1 2 Previous Next 21 Replies Latest reply on Nov 28, 2012 9:17 AM by 972199

    Retrieving columns with non-english characters?

    972199
      Hello,

      I'm running a query using SQL Developer on a table which contains several companies names from many different countries, and one of the checks I need to make to ensure data consistency is to search for all rows which the name of company contains special or non-english characters (like ç, ã, ä as example).

      I don't know what can I use to do this. I tried to collate using NLS_SORT but it didn't work.

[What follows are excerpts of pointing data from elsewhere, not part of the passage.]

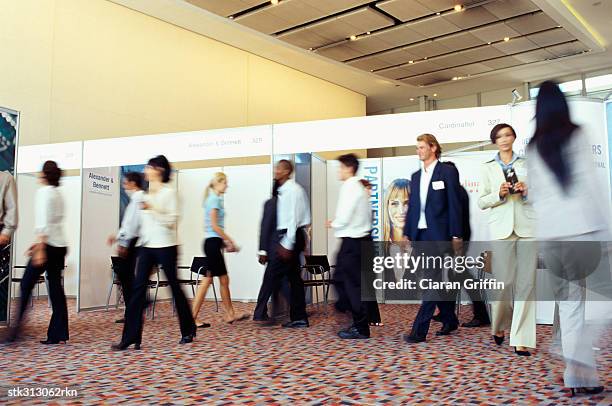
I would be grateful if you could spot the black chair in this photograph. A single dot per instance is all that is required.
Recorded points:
(41, 279)
(115, 264)
(199, 266)
(320, 271)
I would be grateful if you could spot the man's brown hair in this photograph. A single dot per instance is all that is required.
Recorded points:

      Is there someway to select only the rows that contain these special or non-english characters, excluding from the results the rows that only have english characters? Please have in mind that we have many languages in this table.

      The field I would like to make the conditions on is VARCHAR2.

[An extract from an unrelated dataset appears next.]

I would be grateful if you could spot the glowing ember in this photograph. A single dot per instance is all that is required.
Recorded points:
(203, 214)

      Please let me know if there is any extra information I should provide you so that you can help me.

      Thank you in advance for the help.

      Regards,
      Luís
        • 1. Re: Retrieving columns with non-english characters?
          ranit B
          Try using a REGEX.. where you check for all characters outside the ASCII range.

          Something like ...
          WITH t AS (
              SELECT 'TEMNÇON' str FROM DUAL UNION ALL
              SELECT 'TEMNCON' FROM DUAL UNION ALL
              SELECT 'Heãllço' FROM DUAL
          )
          SELECT str "Non English Chars"
              FROM t
          WHERE REGEXP_LIKE (str, '[^ -~]', 'i');
          gives
          TEMNÇON
          Heãllço
          HTH
          Ranit B.

          Edited by: ranit B on Nov 26, 2012 12:29 PM
          -- o/p added
          1 person found this helpful
          • 2. Re: Retrieving columns with non-english characters?
            Manik
            Check for CONVERT in oracle documentation.

            e.g.
            WITH t AS
                    (SELECT 'TEMNÇON' str FROM DUAL
                     UNION
                     SELECT 'TEMNCON' FROM DUAL)
            SELECT str,
                   CASE
                      WHEN str != CONVERT ('TEMNÇON', 'US7ASCII') THEN
                         'Non English Character'
                   END
                      chk
              FROM t;
            Cheers,
            Manik.

            Edited by: BluShadow on 26-Nov-2012 07:59
            replace <> with != as the forum has difficulty displaying <>
            • 3. Re: Retrieving columns with non-english characters?
              ranit B
              Also useful... to learn...
              WITH t AS (
                  SELECT 'TEMNÇON' str FROM DUAL UNION ALL
                  SELECT 'TEMNCON' FROM DUAL UNION ALL
                  SELECT 'Heãllço' FROM DUAL
              )
              select REGEXP_REPLACE (str, '[^ -~]', '') from t;
              gives
              TEMNON
              TEMNCON
              Hello
              This removes any special character i.e. any char outside the range of a Space(Ascii = 32) to Tilde(Ascii = 126).


              HTH
              Ranit B.

              Edited by: ranit B on Nov 26, 2012 2:40 PM
              -- o/p added
              • 4. Re: Retrieving columns with non-english characters?
                972199
                Hello Ranit,

                Thank you for you reply.

                I'm currently testing the version with WHERE REGEXP_LIKE (str, '[^ -~]', 'i').
                This looks to work well, I'm currently extrating the query results to verify how it works with some specific languages.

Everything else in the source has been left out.